OStatic: Virtualization is starting to come free with operating systems, and open source virtualization has matured. What do you see ahead for the fee-based proprietary virtualization vendors?
Think about what an important position virtualization software occupies in IT infrastructure. It bridges application platforms, storage, servers and operating systems. So it's no surprise that customers are concerned about vendor lock-in.
I'm not in the business of giving our competitors free advice, but I can tell you what we're doing. Sun is dedicated to making our virtualization platform – Sun xVM -- the industry's most open and cross-platform virtualization solution. We reinforce this promise by being the only major vendor to place most of its virtualization intellectual property under an open source license.
Of course, xVM is built for Internet scale, has robust management capabilities and lots of other features.

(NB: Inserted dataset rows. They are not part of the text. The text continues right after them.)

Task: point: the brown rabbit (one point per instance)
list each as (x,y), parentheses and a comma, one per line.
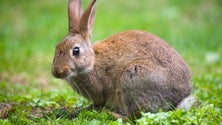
(128,72)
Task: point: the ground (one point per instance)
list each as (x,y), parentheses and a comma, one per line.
(29,31)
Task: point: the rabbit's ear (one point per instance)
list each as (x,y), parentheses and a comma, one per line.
(74,13)
(87,20)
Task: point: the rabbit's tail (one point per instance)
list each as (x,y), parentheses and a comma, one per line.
(188,102)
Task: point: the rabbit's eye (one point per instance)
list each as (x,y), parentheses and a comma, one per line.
(75,51)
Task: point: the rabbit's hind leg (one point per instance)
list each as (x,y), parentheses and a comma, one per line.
(142,85)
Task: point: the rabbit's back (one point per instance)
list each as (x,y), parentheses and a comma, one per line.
(125,47)
(126,59)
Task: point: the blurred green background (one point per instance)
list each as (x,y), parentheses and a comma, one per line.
(30,30)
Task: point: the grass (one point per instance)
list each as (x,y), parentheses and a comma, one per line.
(29,31)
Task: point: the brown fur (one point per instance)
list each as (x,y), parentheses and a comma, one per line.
(129,72)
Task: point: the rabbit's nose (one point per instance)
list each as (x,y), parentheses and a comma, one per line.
(61,72)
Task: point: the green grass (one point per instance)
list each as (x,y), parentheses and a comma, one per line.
(29,31)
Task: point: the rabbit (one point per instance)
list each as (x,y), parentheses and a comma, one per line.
(128,73)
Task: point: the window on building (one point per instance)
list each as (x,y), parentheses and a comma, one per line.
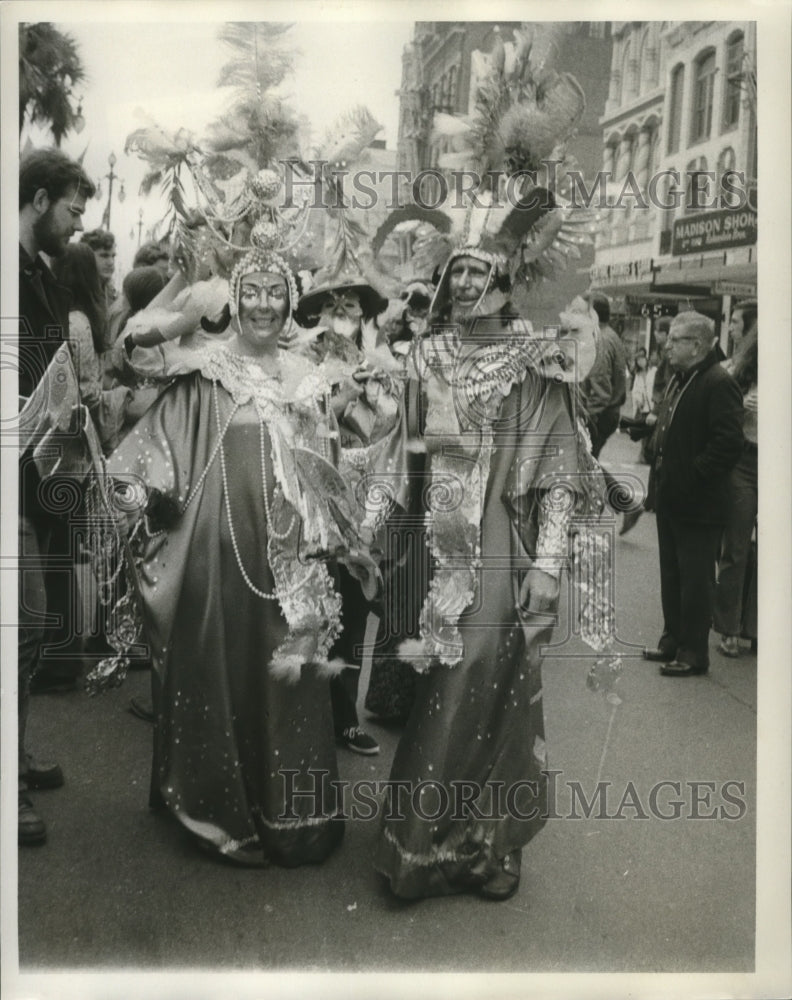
(452,89)
(698,187)
(726,162)
(675,108)
(732,91)
(628,83)
(703,91)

OStatic: What can other open source developers learn from the Sun approach of offering free, open source products, but complementing them with added services and an overall business model?
The open source business model has matured past the point of relying on a support subscription to monetize open source. Services cease to be solely about support and breakfix maintenance as a risk management tool and more about contributing to the value of a deployment. We provide a complete range of support, education and consulting services that customers pay for when it delivers direct value, not before.
And we receive community benefits as well – feedback, word-of-mouth marketing, QA, bug fixes, code contributions, events, add-ons.
OStatic: Anything else you'd like to add?
We believe the future of the IT industry will be one defined by the power of openness, whether that's open source software or in IT systems built upon open standards.
We've got some interesting projects under development with MySQL that look at the whole strategy of "scale". Scale is something I think Sun is really well-known for and now we're addressing those capabilities in a broad range of products, whether it's servers, microprocessors, storage, databases or middleware. Sun has a very experienced performance engineering team that has worked on database-scaling for 20 years. Now this team is focused on MySQL and some of the results we're seeing in the labs are very exciting. You combine that with new technologies like Flash Solid State Disks (SSD) and you're going to see some real breakthoughs in price-performance in the next year.
Disclosure: Sun Microsystems is a sponsor of OStatic.